Studies presenting systemwide strategies were largely authored by researchers, industry leaders, and government officials and were often written collaboratively by authors affiliated with different institutions and oriented toward broader health and social policy issues. Systemwide strategies included updates to training and education about risks for algorithmic bias, collaborative platforms to aid organizations with algorithmic auditing, the creation of algorithm standards, increased incentives for bias mitigation, and regulation of algorithms (exhibit 2).

Gaps In The Literature

Of the sixteen studies that presented frameworks for addressing bias in clinical algorithms, only five identified health equity as a key component, and only three tested frameworks in real-world clinical settings.4145

Of the forty-five health care applications and tools tested in health care settings, nearly all addressed bias-mitigation strategies used during predeployment, such as sampling and weighting techniques and regularization methods. There was less evidence regarding clinical algorithms that had been deployed (a central component discussed in the frameworks), and only one study26 presented a mitigation strategy applied in clinical practice. We did not identify any prospective studies. Only eighteen of forty-five health care applications included links to the code used to implement the mitigation methods.

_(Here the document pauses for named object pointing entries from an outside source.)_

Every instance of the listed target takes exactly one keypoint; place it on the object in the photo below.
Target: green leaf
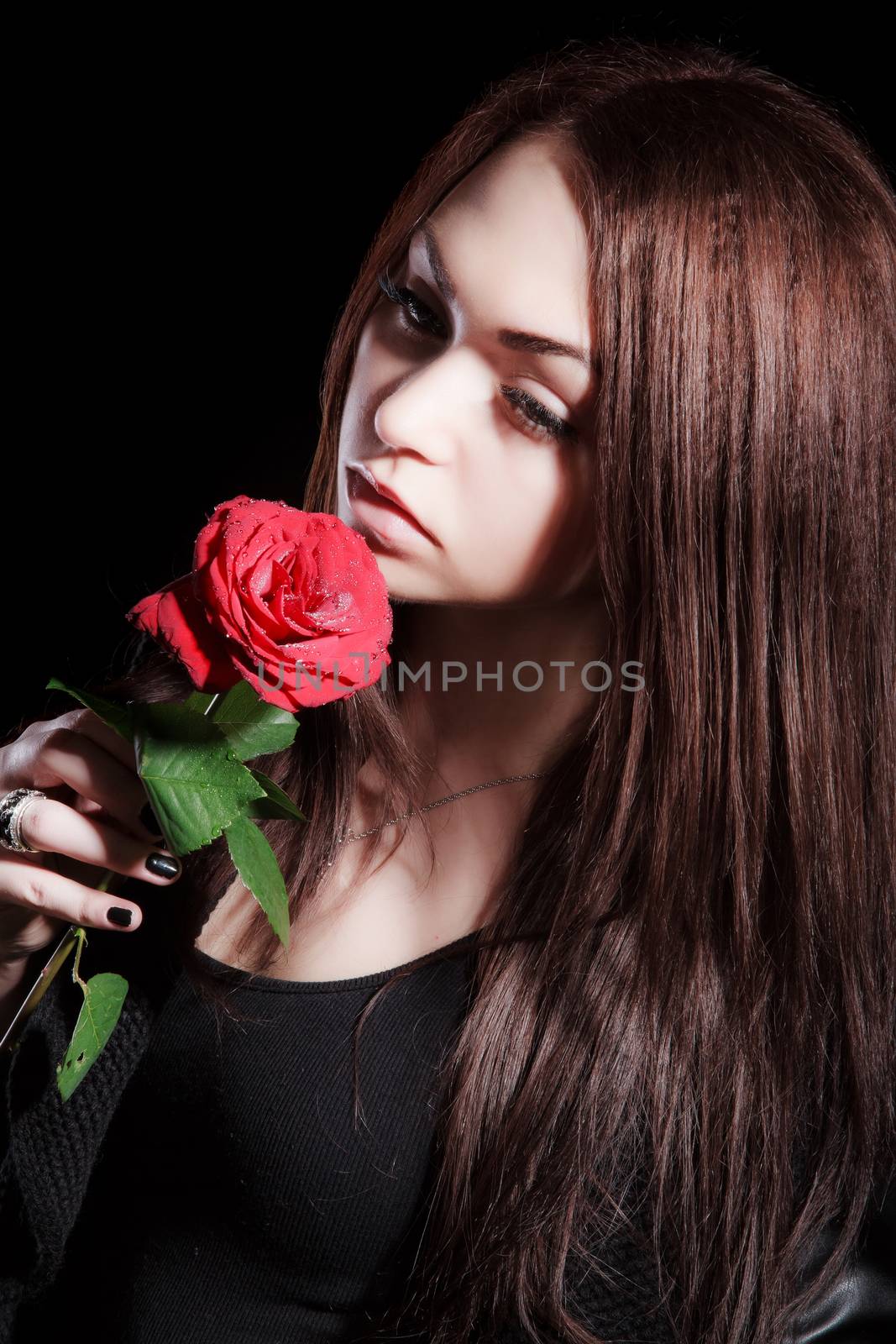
(257, 866)
(199, 701)
(188, 768)
(275, 804)
(251, 726)
(103, 998)
(118, 717)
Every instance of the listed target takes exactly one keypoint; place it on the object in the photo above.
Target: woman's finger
(55, 828)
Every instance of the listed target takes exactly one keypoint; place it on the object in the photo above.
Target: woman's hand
(89, 822)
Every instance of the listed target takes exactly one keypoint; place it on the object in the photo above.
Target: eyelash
(537, 418)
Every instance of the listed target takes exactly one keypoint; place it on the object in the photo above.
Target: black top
(234, 1198)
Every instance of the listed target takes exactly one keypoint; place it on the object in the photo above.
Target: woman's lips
(387, 517)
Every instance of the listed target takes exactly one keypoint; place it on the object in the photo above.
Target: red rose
(298, 593)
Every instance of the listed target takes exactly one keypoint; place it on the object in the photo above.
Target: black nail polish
(149, 819)
(163, 864)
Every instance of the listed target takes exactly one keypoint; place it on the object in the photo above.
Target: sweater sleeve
(51, 1146)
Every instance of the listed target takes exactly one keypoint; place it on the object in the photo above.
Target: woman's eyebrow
(508, 336)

Although the studies presented numerous techniques that could be used to mitigate racial and ethnic bias in algorithms, most did not address the specific and complex questions of when and how they should be used. Only seven studies compared the performance of different techniques to mitigate racial and ethnic bias specifically.19,21,31,34,37,39,46 We also found minimal or no information regarding the involvement of nonphysician stakeholders in the design, evaluation, or deployment of or reporting on clinical algorithms.

Discussion

This scoping review included 109 studies describing health care applications, frameworks, reviews and perspectives, and tools related to mitigating racial and ethnic bias in algorithms used to guide health care decisions. Although other related reviews have been conducted,6,10 we believe that this review was the largest, most comprehensive summary of bias-mitigation strategies and methods in the academic and grey literatures to date.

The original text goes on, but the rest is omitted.